Her friends were Soho girls who worked the clubs
and worked the streets, and did not carry knives
'coz knives get you arrested. Nail files though,
tail combs with metal handles, sharp enough
to show such men the error of their ways.
I had my phone, to ring a lawyer friend,
because the law - not always on their side.
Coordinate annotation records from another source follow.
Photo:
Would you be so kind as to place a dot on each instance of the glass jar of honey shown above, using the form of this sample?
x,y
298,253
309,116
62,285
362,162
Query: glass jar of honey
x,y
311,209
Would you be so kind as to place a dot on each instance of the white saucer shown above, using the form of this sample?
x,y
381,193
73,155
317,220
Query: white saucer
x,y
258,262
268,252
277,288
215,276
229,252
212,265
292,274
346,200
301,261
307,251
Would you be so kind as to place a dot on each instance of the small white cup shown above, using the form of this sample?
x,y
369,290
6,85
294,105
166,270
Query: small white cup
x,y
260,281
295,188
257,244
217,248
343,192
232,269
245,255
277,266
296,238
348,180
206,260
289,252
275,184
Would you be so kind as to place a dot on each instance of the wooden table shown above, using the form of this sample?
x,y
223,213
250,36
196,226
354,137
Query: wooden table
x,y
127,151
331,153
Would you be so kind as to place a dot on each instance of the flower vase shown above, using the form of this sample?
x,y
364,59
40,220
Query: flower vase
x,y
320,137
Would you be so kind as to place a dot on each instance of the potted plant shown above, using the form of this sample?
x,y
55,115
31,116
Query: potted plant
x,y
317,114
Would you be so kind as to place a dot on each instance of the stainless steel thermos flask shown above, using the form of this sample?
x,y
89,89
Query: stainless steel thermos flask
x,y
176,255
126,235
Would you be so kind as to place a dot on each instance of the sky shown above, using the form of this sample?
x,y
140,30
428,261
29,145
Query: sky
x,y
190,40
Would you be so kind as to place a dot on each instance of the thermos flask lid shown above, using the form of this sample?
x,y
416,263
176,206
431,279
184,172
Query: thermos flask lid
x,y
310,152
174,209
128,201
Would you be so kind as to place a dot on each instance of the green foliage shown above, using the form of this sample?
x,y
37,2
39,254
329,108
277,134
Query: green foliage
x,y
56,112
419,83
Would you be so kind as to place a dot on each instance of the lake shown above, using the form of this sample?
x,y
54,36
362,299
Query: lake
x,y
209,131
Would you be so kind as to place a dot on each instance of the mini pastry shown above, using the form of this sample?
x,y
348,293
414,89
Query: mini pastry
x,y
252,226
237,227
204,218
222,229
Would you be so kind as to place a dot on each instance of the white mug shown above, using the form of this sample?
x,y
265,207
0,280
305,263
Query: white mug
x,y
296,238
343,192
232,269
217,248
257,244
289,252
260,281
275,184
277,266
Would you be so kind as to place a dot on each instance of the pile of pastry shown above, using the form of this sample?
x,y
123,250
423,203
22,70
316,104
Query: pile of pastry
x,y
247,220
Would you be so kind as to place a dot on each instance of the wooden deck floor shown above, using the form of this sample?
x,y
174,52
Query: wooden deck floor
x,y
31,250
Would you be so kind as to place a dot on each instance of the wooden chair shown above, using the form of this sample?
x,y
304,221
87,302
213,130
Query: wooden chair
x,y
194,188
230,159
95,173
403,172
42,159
Her father, old and noble, waved his cane
under his nose, and prodded at his gut
Her wife just cursed him, both in Portuguese
and in choice Hindi.
and so when Stacey died
she died
as she had lived
so elegant
so beautiful
a woman to her grave.
5
We buried Stacey, as she would have wished
And maybe Angels rescued Tiffany
And Stacey, come to think of it, that time,
swept in in boy-drag, to the hospital
where Goldy's parents tried to lock her up
to fry the dykeness right out of her brain
And Stacey said, ' I am the one with rights
that woman's husband'
oh so butch that day
when Goldy needed her
to be the man that she had never been.
They got away,
and found themselves a justice of the peace
just to be sure.
It doesn't always go
As badly as it might
Melissa might
wake up one day
with brain and speech intact
and say 'why, thankyou dears for your concern
and I'll be off now. Parents, you may get
a christmas card in twentyseven years
And doctors, you will hear
much sooner, from my lawyers.'
Sweep away and join her friends
and live, and one day laugh.
Or she
may sleep her life away
may dream a life
where they can't touch her
be amazingly
fabulously
the woman that she is
and lie there while they watch her sleep and smile
a smile that plays and mocks them on her lips.
And even if
they seem to win,
if she has lost those years
the years that never were
they tell her when they lie,
and even if
they get her home
in suit and shirt and tie
with short hair parted at the side
they'll never know
from day to day
the day that she'll wake up
inside the body they have forced on her
and be so angry
oh they will not like
Melissa when she's angry
or Tiffany
when she is mad
Those girls'll Samson-smash
the preacher's church
dull heaven of their gods
and hospitals
where doctors sell their skills
to twist their patients
from their proper selves,
And they will destroy
the little houses
with the dog and cat
lazing upon the porch.
Their families
whose love is selfishness
whose truth is lies
Will never know
until the day
the day when it will come
the curses she is muttering in her sleep
the curses brothers, sisters chant along.
Curses whose day, however long delayed,
will rescue her. will bring our sisters home.